Дзидра сердито оттолкнула мою руку.

– Дама, – она особенно выделила это слово, – тоже не привыкла к пуховикам. Может спать и по-солдатски.

Старик опять засмеялся и погрозил мне пальцем:

– Гляди только, как бы она тебя не заездила. В наше время дамы – ого!

Но это был необидный, добродушный смех все понимающего и все прощающего, захмелевшего старика: делайте, мол, что хотите, я нем, как могила.

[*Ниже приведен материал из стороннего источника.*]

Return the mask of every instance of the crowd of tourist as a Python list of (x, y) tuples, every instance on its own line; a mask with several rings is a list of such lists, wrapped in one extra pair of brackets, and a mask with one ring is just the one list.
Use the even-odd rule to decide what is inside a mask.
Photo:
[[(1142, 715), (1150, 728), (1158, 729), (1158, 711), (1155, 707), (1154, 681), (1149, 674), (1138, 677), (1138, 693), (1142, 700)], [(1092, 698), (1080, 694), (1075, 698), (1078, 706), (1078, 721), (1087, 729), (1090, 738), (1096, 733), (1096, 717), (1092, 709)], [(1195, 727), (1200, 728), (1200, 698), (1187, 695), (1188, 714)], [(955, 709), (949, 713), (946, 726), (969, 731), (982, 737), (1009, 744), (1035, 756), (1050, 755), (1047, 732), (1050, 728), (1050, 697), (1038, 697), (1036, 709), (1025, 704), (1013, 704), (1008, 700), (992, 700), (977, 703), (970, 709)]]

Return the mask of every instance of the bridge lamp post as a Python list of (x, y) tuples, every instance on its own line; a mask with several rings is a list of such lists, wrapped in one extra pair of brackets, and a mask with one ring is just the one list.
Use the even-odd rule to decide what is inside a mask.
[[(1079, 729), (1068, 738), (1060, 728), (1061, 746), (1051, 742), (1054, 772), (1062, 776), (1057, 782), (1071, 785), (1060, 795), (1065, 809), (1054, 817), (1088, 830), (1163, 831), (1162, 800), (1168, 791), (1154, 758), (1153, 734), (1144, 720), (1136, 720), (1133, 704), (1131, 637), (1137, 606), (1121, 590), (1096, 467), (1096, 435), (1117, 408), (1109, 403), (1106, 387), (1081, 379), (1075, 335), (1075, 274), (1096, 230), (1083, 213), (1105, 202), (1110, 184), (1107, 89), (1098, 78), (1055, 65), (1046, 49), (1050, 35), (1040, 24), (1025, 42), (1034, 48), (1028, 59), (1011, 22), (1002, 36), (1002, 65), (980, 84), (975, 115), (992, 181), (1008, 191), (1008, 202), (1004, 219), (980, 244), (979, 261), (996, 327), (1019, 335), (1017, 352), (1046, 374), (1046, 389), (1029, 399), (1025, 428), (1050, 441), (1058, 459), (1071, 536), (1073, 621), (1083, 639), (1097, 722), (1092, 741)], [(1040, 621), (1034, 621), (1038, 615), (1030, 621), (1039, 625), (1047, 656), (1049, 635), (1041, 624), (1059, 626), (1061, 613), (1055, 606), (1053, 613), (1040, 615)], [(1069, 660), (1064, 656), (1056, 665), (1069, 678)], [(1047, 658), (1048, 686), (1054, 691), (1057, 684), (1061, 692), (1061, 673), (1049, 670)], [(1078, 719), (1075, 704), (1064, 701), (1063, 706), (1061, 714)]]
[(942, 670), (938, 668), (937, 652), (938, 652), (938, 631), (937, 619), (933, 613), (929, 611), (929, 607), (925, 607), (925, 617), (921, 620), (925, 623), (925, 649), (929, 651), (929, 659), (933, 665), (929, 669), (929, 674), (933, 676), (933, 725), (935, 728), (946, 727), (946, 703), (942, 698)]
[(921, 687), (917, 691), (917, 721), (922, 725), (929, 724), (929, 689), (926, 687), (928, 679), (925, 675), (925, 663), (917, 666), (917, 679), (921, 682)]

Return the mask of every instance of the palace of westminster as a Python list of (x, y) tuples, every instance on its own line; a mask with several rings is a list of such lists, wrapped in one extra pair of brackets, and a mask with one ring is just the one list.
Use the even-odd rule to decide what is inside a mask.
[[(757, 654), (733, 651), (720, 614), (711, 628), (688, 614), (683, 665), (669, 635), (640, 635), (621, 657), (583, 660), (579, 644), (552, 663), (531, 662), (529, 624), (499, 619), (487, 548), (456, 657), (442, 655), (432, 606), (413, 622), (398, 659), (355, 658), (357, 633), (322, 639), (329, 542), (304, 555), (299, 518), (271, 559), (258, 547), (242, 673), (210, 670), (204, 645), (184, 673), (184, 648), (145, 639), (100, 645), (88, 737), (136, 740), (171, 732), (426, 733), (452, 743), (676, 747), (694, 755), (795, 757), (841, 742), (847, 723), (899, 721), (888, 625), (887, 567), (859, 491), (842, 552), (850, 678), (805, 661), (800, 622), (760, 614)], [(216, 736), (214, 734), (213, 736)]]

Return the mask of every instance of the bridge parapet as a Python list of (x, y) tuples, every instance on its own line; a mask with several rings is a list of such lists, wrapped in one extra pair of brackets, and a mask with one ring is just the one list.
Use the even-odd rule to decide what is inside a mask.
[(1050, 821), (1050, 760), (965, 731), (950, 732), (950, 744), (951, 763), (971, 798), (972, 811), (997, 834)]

Мы взяли шинель, скинули ватники, поверх полных мешков разостлали пустые и устроили уютное гнездышко. Я основательно устал, но когда Дзидра прижалась ко мне и первая поцеловала, сделал все, чтобы не посрамить мужской чести. И озадаченно сообразил, что влип в историю, так как Дзидра оказалась девушкой. Конечно, вроде бы и не из-за чего было беспокоиться; беда в том, что однажды, приехав из деревни навестить, мать впервые застала меня в постели не одного и сделала строгое внушение:

– Со вдовушками, разведенными и прочими дамочками можешь крутить и вертеть, как тебе заблагорассудится. Но если случится быть у девушки первым, то никогда, ни за что не бросай ее сам. Пусть лучше она тебя бросит.

– Да ладно, мать, чего там, – мне было неудобно перед ней, и я просто старался побыстрее от нее избавиться.

– Нет, не «ладно», а поклянись моей могилой.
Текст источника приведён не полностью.